Code Coverage
Collect Code Coverage reports for web applications using Playwright or Cypress
Last updated
Collect Code Coverage reports for web applications using Playwright or Cypress
Last updated
Code coverage is a popular technique for measuring what parts of the source code have been executed while running tests. It is commonly used to determine how thoroughly a test suite exercises a particular codebase.
Playwright and Cypress both support collecting code coverage from the underlying application. When running tests in a distributed and parallel CI environment, Currents collects coverage metrics from distributed, parallel tests; merges the individual coverage reports, and presents coverage information in Currents web dashboard.
When running browser-based end-to-end or component tests, we can talk about various types of "coverage".
Code coverage
Code coverage measures what parts of the source code were executed and how often. Code coverage metrics are related to code abstracts - lines of code, if
statements (branches), functions and so on.
Functional UI coverage
Functional UI coverage determines how well software's functional requirements are tested, such as navigation and user interactions. It measures what end-user workflows have been tested and if the software performs as expected.
This guide focuses on Code Coverage, specifically - on how to report Code Coverage to Currents when using Playwright and Cypress testing frameworks.
Code instrumentation
The frontend source code goes through a transpilation before being loaded into a browser. It can be a manual build / bundling stage that you manage yourself (using tools like webpack, esbuild, rollup, swc etc.) or a build step of a popular frontend framework like vite, nextjs, remix, svelte, angular.
During the build phase we instrument the compiled code - for example, increment a counter before function invocations or before entering an if
statement. Running the instrumented code activates the counters and that's how we measure the coverage.
Instrumentation is the traditional way to generate coverage metrics on different browsers and JS engines.
Instanbul is a popular ecosystem of coverage-related tools - it is widely used to instrument code and generate coverage reports.
V8 Code Coverage
An alternative approach is to use the built-in capabilities of Javascript engines. For example, NodeJS and chromium-based browsers use V8, which collects coverage metrics while executing JS code.
There's no need to instrument the code in V8 - one can get the metrics by sending a series of API calls. It is common to transform the output of V8 coverage report to other popular formats.
Web automation tools like Cypress, Selenium or Playwright run your application in a browser. The tests navigate to various routes, interact with the page components - every interaction activates certain parts of the code and populates the coverage information.
Each individual test creates a partial coverage report. At the end of each test, we need to collect those fragments and merge them to create a complete snapshot of what parts of the source code are "covered" by your testing suite.
Code coverage metrics include line coverage, branch coverage, function coverage, and statement coverage.
Line coverage measures the percentage of lines of code that have been called
Branch coverage measures the percentage of if/else code branches that have been checked
Function coverage measures the percentage of a program's functions that have been called
Statement coverage measures the percentage of a program's statements that have been called
Read more about Code Coverage metrics meaning
As your test suite grows and you start running tests in CI, often in parallel, you need to start maintaining the merging of coverage reports from multiple containers or shards, identifying changes in coverage metrics and tracing changes.

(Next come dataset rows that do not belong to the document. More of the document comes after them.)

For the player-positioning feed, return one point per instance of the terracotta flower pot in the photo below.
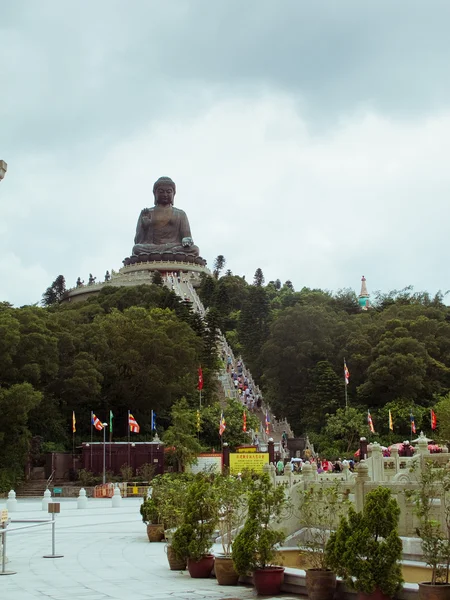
(225, 571)
(155, 533)
(439, 591)
(268, 581)
(320, 584)
(175, 563)
(201, 569)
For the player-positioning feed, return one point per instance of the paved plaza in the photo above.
(107, 556)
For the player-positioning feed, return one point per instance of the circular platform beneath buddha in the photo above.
(165, 257)
(141, 273)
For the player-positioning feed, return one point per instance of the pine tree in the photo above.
(55, 292)
(218, 265)
(156, 278)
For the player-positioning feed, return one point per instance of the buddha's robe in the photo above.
(161, 229)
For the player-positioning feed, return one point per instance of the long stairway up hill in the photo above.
(184, 289)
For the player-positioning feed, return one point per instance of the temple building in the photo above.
(364, 298)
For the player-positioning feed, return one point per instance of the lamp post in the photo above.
(105, 425)
(3, 169)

Currents simplifies this process by:
Collecting coverage reports from distributed CI machines
Handling test retries and interrupted runs accurately
Uploading raw coverage reports for processing in the background
Tracking coverage metrics over time, with support for filtering by tags, git metadata, and more
The current version only shows aggregated cross-file coverage metrics.
Only finished runs contribute to coverage reports. A run is finished if it reported results for all spec files and tests. Cancelled and timed-out runs are not considered finished, thus Currents will ignore their coverage reports.
Currents collects, aggregates and stores the coverage information for recorded runs together with the associated metadata like git commit info or tags. After enabling code coverage for your testing suite, you'll be able to browse the code coverage details for individual runs, as well as explore trends and aggregated coverage metrics.